This course page was updated until March 2022 when I left Durham University. The materials herein are therefore not necessarily still in date.

Measuring memory bandwidth in the memory hierarchy #

The goal is to determine the memory bandwidth as a function of how much data we are moving on the Hamilton cores.

Again, as for the first exercise we will do this with likwid-bench. This time, however, we will use three different benchmarks

clcopy: Double-precision cache line copy, only touches first element of each cache line.
clload: Double-precision cache line load, only loads first element of each cache line.
clstore: Double-precision cache line store, only stores first element of each cache line.

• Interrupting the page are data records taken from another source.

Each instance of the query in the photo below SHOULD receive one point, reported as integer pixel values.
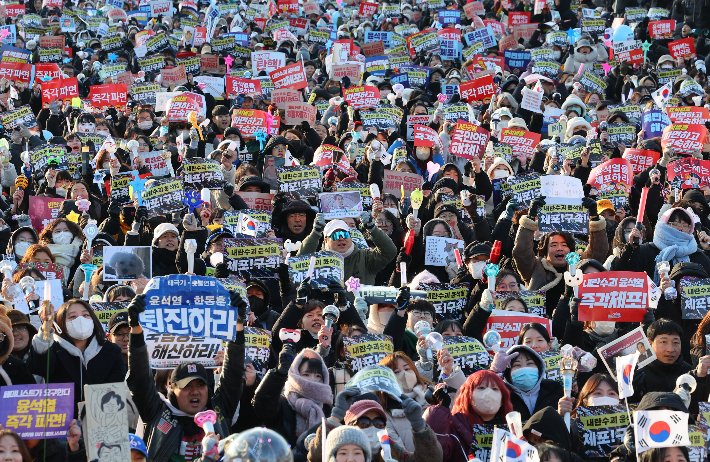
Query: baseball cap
(186, 373)
(117, 320)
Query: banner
(198, 306)
(619, 296)
(38, 411)
(167, 351)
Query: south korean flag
(660, 429)
(507, 448)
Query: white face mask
(407, 380)
(21, 248)
(80, 328)
(497, 174)
(602, 401)
(476, 269)
(63, 238)
(486, 401)
(604, 327)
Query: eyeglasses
(422, 314)
(337, 235)
(680, 226)
(365, 422)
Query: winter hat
(346, 434)
(358, 408)
(162, 229)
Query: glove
(535, 206)
(341, 298)
(413, 411)
(319, 224)
(487, 301)
(286, 357)
(511, 208)
(403, 297)
(501, 361)
(238, 301)
(343, 401)
(303, 292)
(591, 205)
(136, 307)
(367, 220)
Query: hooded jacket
(544, 393)
(163, 421)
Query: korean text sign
(189, 305)
(38, 411)
(620, 296)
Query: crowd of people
(233, 144)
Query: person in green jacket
(363, 264)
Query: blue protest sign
(189, 305)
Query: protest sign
(106, 423)
(189, 305)
(167, 351)
(449, 300)
(164, 196)
(38, 411)
(601, 429)
(469, 140)
(695, 297)
(619, 296)
(509, 323)
(641, 159)
(329, 266)
(127, 263)
(625, 345)
(376, 378)
(340, 204)
(366, 350)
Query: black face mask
(257, 305)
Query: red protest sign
(469, 140)
(688, 173)
(300, 112)
(684, 138)
(690, 115)
(249, 121)
(60, 89)
(517, 18)
(349, 70)
(482, 89)
(238, 86)
(395, 181)
(612, 171)
(109, 95)
(619, 296)
(684, 48)
(43, 70)
(179, 108)
(523, 142)
(641, 159)
(16, 71)
(293, 77)
(473, 9)
(364, 96)
(662, 29)
(368, 9)
(509, 327)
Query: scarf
(674, 245)
(306, 397)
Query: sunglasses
(365, 422)
(337, 235)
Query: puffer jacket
(157, 413)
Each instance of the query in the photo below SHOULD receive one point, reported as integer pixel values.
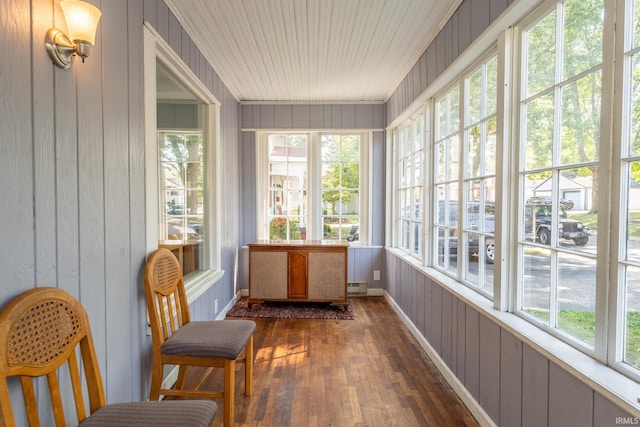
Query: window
(480, 174)
(314, 186)
(464, 198)
(287, 209)
(565, 153)
(181, 155)
(629, 258)
(182, 197)
(340, 187)
(446, 180)
(558, 176)
(410, 161)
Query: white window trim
(155, 48)
(315, 182)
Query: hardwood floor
(364, 372)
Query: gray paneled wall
(313, 116)
(514, 384)
(72, 175)
(466, 24)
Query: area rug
(291, 310)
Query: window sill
(198, 283)
(608, 382)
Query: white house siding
(72, 175)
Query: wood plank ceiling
(312, 50)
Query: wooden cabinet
(299, 270)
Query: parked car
(474, 219)
(539, 210)
(173, 209)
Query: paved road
(576, 278)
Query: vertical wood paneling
(348, 116)
(162, 12)
(91, 191)
(436, 318)
(570, 400)
(472, 352)
(175, 31)
(377, 180)
(606, 413)
(316, 119)
(489, 391)
(267, 116)
(139, 381)
(535, 388)
(432, 70)
(116, 198)
(480, 10)
(44, 151)
(185, 47)
(336, 117)
(447, 331)
(461, 347)
(16, 149)
(464, 25)
(441, 64)
(510, 380)
(301, 117)
(496, 7)
(420, 297)
(283, 117)
(151, 14)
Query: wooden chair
(179, 341)
(45, 328)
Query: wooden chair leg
(248, 368)
(156, 381)
(229, 392)
(182, 373)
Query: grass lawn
(591, 221)
(581, 325)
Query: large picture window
(629, 258)
(314, 188)
(182, 196)
(410, 167)
(559, 152)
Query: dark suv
(538, 210)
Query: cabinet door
(298, 274)
(327, 275)
(267, 274)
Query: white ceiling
(312, 50)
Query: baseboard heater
(357, 288)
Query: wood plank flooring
(364, 372)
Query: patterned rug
(292, 310)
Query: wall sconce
(82, 21)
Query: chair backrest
(40, 332)
(166, 296)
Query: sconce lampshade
(82, 20)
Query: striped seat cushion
(222, 339)
(171, 413)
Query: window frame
(156, 49)
(314, 181)
(615, 379)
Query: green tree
(580, 89)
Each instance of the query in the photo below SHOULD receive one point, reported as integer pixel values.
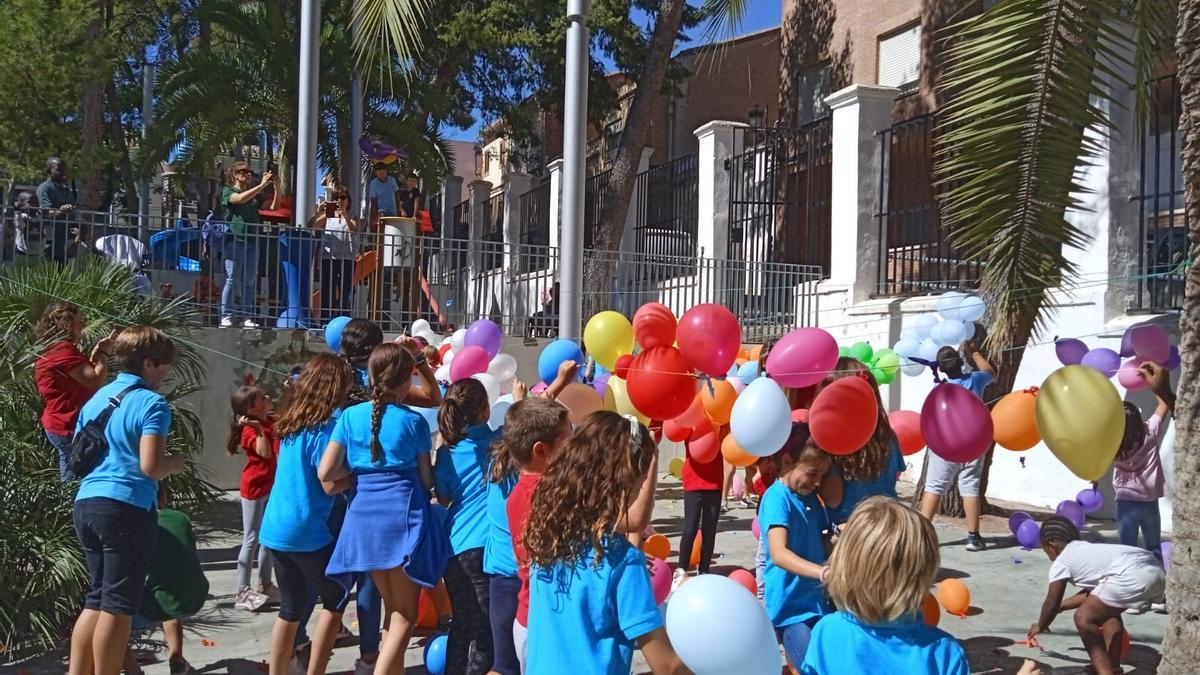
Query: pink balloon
(709, 338)
(1129, 377)
(471, 360)
(802, 358)
(955, 423)
(660, 579)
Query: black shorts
(118, 542)
(297, 572)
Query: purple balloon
(1069, 351)
(1017, 519)
(1173, 360)
(1090, 500)
(1103, 359)
(955, 423)
(1029, 535)
(1072, 512)
(485, 335)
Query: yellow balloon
(616, 399)
(607, 336)
(1081, 420)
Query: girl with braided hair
(390, 531)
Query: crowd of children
(533, 526)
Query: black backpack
(89, 446)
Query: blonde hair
(874, 592)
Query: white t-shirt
(1086, 565)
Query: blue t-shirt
(403, 435)
(976, 381)
(143, 412)
(844, 645)
(297, 518)
(498, 557)
(791, 598)
(586, 620)
(459, 475)
(384, 193)
(855, 491)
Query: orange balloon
(718, 400)
(1014, 420)
(929, 610)
(954, 596)
(735, 454)
(745, 579)
(657, 545)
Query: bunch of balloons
(955, 322)
(1140, 342)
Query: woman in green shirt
(239, 205)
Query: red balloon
(705, 443)
(844, 416)
(955, 423)
(654, 326)
(661, 384)
(709, 338)
(906, 425)
(622, 365)
(676, 431)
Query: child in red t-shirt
(251, 431)
(702, 487)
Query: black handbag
(90, 444)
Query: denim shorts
(118, 542)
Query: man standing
(57, 199)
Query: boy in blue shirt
(880, 627)
(793, 524)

These benchmarks do the minimal amount of work while moving data in cache lines (64 bytes at a time), and therefore exercise the memory bandwidth bottlenecks (rather than instruction issue or similar).

Setup #

Logging in to Hamilton #

As before, you should do this on a compute node on Hamilton. See the quickstart in exercise 1 if you can’t remember how to do this.

Running the benchmarks #

As mentioned, this time we want to measure memory bandwidth with the clcopy, clload, and clstore benchmarks. We’re interested in the (highlighted) MByte/s output of likwid-bench. For example running likwid-bench -t clcopy -w S0:1kB:1 produces output.

Allocate: Process running on core 0 (Domain S0) - Vector length 496 Offset 0 Alignment 512
Allocate: Process running on core 0 (Domain S0) - Vector length 496 Offset 0 Alignment 512
--------------------------------------------------------------------------------
LIKWID MICRO BENCHMARK
Test: clcopy
--------------------------------------------------------------------------------
Using 1 work groups
Using 1 threads
--------------------------------------------------------------------------------
Group: 0 Thread 0 Global Thread 0 running on core 0 - Vector length 62 Offset 0
--------------------------------------------------------------------------------
Cycles:                 3057482699
CPU Clock:              2199869128
Cycle Clock:            2199869128
Time:                   1.389848e+00 sec
Iterations:             268435456
Iterations per thread:  268435456
Inner loop executions:  2
Size:                   992
Size per thread:        992
Number of Flops:        0
MFlops/s:               0.00
Data volume (Byte):     266287972352
MByte/s:                191595.10
Cycles per update:      0.183710
Cycles per cacheline:   1.469679
Loads per update:       1
Stores per update:      1
Load/store ratio:       1.00
Instructions:           2952790032
UOPs:                   3758096384
--------------------------------------------------------------------------------

Exercise
Produce a plot of memory bandwidth as a function of the size vector being streamed from 1kB up to 1GB for each of the three different benchmarks.
As before, you can script this data collection with a bash loop.

Question
What do you observe about the available memory bandwidth? Is the bandwidth the same for 1kB and 1GB vectors?

Exercise
Use likwid-topology to find out about the different sizes of cache available on the system. You can find out how to use it by providing the -h command-line flag. The graphical output is most useful.

Question
Can you use the output from likwid-topology to explain and understand your memory bandwidth results?